WASHINGTON (AP) - Detailed allegations by federal investigators that BP traders illegally manipulated propane prices in 2004 could hurt the oil and gas industry's image at a time when consumers and Congress are upset about soaring energy costs and record profits.
The Commodity Futures Trading Commission said Wednesday that BP traders -- with the consent of senior management -- "purchased enormous quantities of propane to establish a dominant" position in the market and then withheld fuel in order to drive prices higher
According to the CFTC lawsuit, which was filed in the U.S. District Court for the Northern District of Illinois, the plan to manipulate prices and pump up profits began to take shape in early 2004 amid declining propane prices that were particularly painful to BP because its traders had made significant bets that prices would rise.
Flynn said it was "ridiculous" for traders at a company the size of BP, which had profits of nearly $16 billion in 2004, to be engaged in such activity.
"It's sort of like Bill Gates going out and shoplifting a package of bubble gum," he said.

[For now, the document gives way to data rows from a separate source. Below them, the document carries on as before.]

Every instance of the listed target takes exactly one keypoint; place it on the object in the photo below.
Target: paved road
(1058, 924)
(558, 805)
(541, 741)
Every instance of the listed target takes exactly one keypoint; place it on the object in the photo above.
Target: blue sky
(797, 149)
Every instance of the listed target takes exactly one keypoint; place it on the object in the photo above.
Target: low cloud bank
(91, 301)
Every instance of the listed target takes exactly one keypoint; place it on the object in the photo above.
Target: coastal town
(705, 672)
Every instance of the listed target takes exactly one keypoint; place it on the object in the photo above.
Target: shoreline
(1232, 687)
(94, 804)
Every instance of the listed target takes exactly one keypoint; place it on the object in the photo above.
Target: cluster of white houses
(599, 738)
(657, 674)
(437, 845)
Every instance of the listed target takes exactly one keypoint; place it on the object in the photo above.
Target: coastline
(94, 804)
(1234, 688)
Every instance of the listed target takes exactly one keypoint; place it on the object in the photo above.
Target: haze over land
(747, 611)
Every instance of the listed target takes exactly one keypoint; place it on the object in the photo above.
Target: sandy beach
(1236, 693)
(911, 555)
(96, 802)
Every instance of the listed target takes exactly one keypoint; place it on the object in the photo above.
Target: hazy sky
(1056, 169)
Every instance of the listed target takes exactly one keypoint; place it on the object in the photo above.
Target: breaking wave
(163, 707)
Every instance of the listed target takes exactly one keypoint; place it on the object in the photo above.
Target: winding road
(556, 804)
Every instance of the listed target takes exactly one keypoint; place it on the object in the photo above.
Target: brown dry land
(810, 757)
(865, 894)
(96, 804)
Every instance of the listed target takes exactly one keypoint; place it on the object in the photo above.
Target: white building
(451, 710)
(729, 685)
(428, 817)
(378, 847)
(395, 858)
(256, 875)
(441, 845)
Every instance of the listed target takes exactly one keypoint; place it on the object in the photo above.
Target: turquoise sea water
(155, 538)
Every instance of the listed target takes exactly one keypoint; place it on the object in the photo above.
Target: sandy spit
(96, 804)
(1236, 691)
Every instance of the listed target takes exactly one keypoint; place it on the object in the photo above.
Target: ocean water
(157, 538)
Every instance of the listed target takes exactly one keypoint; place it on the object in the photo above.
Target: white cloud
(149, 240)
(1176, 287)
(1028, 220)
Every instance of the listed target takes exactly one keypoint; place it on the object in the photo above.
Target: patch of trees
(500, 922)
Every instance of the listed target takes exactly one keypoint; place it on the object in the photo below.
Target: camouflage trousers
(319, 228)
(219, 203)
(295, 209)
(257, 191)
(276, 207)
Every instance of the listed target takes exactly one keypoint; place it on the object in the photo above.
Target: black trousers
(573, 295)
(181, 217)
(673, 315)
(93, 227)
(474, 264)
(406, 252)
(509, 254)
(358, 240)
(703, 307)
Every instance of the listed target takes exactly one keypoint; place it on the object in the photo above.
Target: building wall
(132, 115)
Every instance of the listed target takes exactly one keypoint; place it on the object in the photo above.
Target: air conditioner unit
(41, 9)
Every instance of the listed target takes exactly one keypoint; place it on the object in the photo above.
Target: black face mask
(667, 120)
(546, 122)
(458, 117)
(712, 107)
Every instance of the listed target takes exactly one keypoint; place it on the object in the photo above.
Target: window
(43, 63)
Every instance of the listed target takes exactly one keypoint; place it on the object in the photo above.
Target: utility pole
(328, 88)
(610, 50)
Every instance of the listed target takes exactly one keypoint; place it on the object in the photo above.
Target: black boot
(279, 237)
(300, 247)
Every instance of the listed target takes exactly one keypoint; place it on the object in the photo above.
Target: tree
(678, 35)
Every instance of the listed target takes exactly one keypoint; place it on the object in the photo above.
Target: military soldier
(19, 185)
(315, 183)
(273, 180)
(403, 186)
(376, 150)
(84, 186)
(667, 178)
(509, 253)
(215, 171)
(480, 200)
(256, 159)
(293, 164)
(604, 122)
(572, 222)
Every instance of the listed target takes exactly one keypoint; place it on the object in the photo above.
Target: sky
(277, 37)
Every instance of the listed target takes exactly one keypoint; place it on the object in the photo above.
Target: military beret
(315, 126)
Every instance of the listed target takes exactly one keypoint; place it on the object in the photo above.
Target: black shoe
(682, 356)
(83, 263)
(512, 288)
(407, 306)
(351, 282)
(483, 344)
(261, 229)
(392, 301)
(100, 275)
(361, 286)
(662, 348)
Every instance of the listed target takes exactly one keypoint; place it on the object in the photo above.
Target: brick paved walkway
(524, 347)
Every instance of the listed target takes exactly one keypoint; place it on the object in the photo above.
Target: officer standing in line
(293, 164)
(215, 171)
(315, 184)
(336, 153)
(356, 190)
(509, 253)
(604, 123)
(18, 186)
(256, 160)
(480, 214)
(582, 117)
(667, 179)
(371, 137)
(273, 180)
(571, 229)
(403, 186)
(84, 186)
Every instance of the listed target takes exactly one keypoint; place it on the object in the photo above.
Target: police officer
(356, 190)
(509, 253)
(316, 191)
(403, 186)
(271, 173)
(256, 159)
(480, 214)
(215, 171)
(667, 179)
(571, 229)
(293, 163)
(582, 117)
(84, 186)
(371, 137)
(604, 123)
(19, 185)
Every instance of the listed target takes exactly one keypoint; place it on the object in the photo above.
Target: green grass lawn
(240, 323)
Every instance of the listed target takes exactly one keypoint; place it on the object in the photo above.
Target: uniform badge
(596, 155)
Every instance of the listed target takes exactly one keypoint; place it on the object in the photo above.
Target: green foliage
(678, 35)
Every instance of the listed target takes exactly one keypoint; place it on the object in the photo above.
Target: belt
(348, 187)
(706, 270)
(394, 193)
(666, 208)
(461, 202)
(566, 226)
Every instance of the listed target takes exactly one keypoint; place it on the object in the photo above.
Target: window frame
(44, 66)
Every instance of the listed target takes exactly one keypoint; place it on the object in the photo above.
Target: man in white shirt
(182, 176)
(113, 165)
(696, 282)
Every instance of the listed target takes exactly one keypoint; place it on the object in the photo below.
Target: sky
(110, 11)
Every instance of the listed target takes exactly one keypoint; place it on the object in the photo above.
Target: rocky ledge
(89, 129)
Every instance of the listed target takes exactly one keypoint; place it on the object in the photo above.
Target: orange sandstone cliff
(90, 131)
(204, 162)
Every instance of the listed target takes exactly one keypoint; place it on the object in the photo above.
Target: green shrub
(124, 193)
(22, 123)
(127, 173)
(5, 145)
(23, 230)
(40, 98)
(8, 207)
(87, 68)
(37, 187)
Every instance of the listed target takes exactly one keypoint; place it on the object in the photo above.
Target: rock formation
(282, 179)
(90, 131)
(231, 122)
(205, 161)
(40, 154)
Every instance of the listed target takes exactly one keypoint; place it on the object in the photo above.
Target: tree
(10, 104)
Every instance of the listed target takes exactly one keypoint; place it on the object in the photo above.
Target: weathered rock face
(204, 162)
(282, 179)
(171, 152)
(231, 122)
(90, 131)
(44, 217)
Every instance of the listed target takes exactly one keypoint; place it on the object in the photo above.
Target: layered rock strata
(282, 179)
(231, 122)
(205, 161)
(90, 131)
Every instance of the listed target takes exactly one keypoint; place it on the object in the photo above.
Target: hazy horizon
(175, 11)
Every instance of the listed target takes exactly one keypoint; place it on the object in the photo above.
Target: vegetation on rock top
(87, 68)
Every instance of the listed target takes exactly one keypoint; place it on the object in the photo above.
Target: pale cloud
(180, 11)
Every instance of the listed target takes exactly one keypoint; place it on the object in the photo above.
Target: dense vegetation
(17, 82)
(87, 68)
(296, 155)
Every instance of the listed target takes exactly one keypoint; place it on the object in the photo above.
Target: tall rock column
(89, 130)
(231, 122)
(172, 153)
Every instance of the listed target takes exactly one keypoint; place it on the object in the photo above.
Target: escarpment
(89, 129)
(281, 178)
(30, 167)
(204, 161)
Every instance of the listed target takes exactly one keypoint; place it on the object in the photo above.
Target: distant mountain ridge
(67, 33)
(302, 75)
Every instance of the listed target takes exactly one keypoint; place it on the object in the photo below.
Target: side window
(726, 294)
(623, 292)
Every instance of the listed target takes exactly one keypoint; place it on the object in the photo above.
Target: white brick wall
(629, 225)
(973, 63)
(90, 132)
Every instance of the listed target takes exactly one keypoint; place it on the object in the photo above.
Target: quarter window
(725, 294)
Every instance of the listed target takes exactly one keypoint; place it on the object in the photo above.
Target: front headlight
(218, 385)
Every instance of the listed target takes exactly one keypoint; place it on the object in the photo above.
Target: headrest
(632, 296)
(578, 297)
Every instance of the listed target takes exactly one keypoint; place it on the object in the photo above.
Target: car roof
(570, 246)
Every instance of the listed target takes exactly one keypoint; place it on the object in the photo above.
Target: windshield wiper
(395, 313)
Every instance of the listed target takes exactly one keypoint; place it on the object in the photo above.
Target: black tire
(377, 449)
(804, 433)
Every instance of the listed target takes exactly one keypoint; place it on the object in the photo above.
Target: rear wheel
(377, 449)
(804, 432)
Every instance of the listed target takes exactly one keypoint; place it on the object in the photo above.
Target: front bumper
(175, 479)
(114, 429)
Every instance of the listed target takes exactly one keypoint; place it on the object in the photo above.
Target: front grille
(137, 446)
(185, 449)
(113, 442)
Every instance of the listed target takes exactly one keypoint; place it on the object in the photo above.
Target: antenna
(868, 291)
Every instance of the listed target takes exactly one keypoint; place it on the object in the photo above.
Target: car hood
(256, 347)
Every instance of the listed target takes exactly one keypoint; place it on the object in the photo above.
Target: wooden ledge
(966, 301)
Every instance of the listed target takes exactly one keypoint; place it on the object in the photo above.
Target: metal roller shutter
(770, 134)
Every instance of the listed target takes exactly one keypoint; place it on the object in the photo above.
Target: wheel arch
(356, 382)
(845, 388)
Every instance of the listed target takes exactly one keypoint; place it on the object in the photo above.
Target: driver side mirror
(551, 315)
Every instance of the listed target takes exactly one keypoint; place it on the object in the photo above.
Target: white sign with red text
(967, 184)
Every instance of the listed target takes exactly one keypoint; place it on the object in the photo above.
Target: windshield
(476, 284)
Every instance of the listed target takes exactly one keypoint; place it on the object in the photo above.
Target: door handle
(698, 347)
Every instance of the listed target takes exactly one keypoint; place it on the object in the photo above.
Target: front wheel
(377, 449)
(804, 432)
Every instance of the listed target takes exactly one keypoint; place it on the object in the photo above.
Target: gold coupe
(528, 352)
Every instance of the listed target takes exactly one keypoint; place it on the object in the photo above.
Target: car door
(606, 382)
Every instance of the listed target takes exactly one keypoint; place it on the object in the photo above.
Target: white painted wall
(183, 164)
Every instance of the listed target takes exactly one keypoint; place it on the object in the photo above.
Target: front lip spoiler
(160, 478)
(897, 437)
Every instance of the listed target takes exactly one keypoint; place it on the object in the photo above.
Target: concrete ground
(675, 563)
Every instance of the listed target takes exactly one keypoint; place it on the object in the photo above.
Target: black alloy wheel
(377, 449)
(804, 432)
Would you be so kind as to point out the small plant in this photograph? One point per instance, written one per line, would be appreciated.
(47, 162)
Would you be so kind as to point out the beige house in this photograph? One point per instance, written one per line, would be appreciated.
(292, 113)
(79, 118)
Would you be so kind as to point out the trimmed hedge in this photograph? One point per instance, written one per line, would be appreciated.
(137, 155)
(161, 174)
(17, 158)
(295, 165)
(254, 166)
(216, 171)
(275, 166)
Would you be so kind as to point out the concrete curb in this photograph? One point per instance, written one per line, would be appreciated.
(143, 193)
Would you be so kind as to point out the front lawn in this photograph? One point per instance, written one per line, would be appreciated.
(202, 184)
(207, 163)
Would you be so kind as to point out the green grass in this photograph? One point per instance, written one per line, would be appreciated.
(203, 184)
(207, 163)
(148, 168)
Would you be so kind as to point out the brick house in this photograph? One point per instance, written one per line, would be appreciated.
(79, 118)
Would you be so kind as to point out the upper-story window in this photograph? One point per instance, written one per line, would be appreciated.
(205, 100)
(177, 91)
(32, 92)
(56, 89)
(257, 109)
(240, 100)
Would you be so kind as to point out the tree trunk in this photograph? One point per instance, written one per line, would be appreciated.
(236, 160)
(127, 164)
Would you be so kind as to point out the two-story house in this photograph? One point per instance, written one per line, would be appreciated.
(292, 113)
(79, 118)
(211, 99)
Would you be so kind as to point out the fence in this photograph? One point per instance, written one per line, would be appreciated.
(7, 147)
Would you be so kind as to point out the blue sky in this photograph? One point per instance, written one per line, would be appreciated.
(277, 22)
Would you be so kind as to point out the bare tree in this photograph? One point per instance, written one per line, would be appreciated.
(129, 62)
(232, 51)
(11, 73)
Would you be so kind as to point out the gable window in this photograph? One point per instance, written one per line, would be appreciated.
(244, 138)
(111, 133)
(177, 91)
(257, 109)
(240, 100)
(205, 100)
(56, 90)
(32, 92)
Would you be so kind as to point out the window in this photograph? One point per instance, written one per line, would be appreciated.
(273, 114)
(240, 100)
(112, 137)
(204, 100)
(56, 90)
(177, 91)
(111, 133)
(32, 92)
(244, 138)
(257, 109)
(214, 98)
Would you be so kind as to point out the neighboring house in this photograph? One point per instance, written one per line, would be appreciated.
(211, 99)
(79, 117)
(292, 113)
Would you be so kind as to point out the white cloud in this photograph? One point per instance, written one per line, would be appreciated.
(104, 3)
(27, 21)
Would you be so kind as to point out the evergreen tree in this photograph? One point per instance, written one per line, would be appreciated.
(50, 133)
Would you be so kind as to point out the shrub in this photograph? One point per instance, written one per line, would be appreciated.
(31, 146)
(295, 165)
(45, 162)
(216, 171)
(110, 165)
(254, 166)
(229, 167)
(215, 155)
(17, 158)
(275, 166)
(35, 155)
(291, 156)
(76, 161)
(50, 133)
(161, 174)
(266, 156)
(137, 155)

By the end of February 2004, BP controlled almost 90 percent of all the propane delivered on a pipeline that stretches from Mont Belvieu, Texas, to consumers as far away as New York, Pennsylvania and Illinois, investigators said. From the beginning of the month to Feb. 27, the cost of the liquid that is stripped from natural gas skyrocketed by more than 40 percent to about 90 cents per gallon -- "a price that would not otherwise have been reached under the normal pressures of supply and demand," investigators said.